Le royaume fût-il perdu ?
Sur la base du fameux « battement d’aile de papillon » l’auteur réussi à mettre en place un enchainement parfaitement logique qui sait puiser avec chaleur dans le Silver Age de DC comics, retrouvant d’un même mouvement une sorte de candeur et de positivisme d’autrefois. Cela ne se résume pas seulement à réintégrer Hal Jordan et Barry Allen sous les masques de Green Lantern et Flash (alors que dans les titres normaux ils avaient passés la main), mais plutôt à une atmosphère bondissante, vive, colorée qui n’empêche jamais la maturité. Accompagné de son habituel encreur Mike Farmer, Alan Davis prend manifestement beaucoup de plaisir à dessiner tout ce beau monde, multipliant les figurations et les costumes, les poses iconiques, retraçant avec amour les détails de chaque univers, sans oublier quelques hommages à ses illustres pairs.

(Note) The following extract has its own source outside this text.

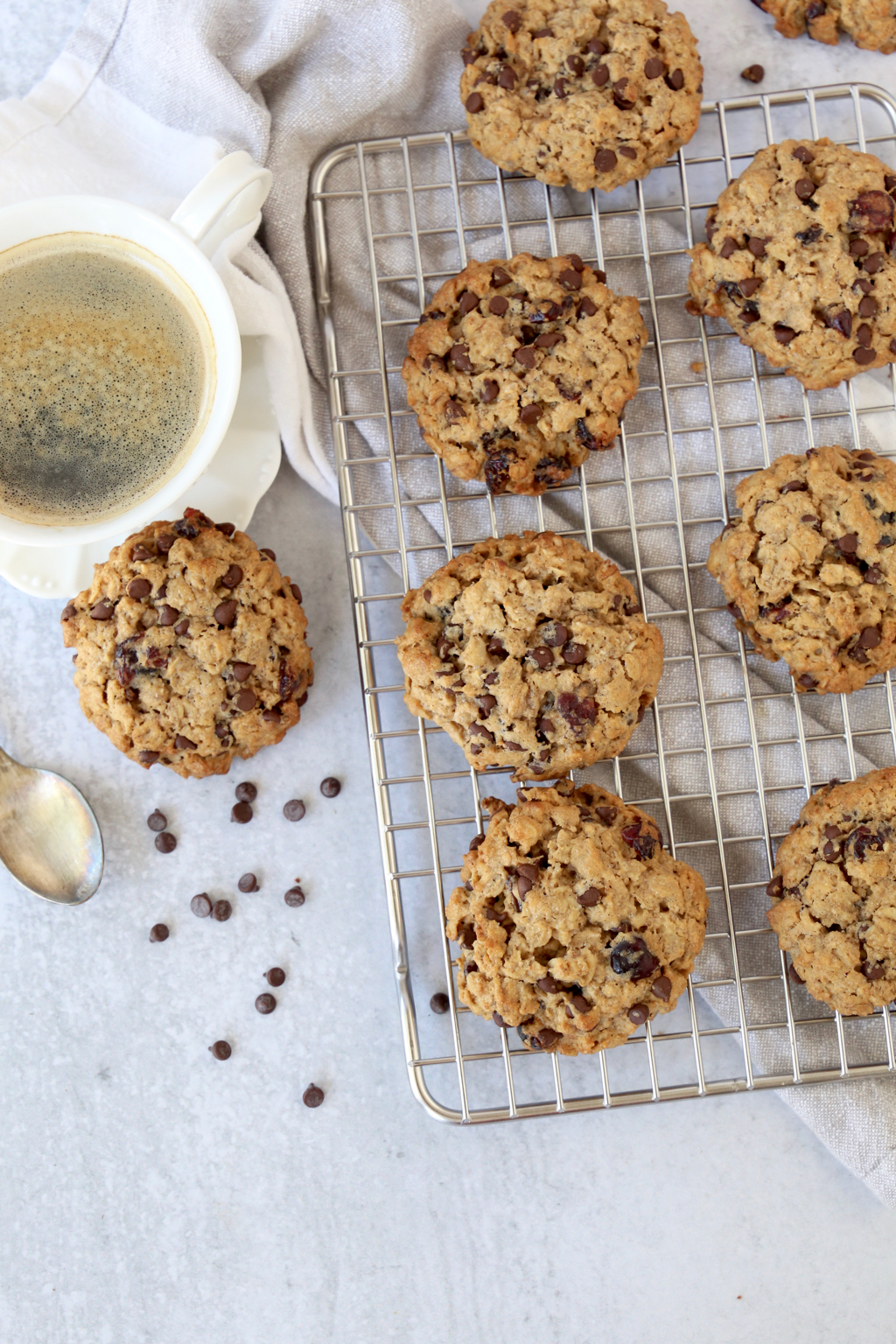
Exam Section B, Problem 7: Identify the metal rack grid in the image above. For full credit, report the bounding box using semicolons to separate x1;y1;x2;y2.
311;85;896;1123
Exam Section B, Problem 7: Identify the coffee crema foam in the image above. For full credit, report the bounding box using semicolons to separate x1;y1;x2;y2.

Un tel plaisir d’ailleurs (et un joli succès éditorial) qui lui fera remettre le couvert six ans plus tard avec Another Nail qui se déroule à peine un an plus tard et suit, entre autres, l’ascension de ce nouveau Superman (et oui spoiler à mort, mais visible en couverture) ou la laborieusement reconstruction de Bruce Wayne. Alléchant, surtout que l’ambition est cette fois-ci d’aller titiller autant les rives cosmiques que les arrières-cours magiques de l’univers DC, tout en y incorporant plus de personnages secondaires encore. Généreux et toujours aussi impeccablement illustrée, cette seconde partie perd cependant clairement en densité et semble constamment se disperser dans un script cette fois ci bien moins consistant. Là où la révélation finale du Clou faisait sacrément son effet, l’identité du nouvel ennemi tombe clairement à l’eau et cette fois-ci aucun Deus Ex Machina d’amplitude pour renverser la vapeur. Presque un simple bonus en somme, un prolongement sympathique mais un peu vain où il manque autant l’élément de surprise qu’une direction franche et nette.
Dans les préfaces et postface qui accompagnent le recueil, Alan Davis avoue son regret de ne pas avoir pu transformer ces deux mini-séries en véritable trilogie. Malgré la baisse de régime de la première suite, on aurait vraiment été curieux de voir jusqu’où ce simple clou aurait pu nous mener.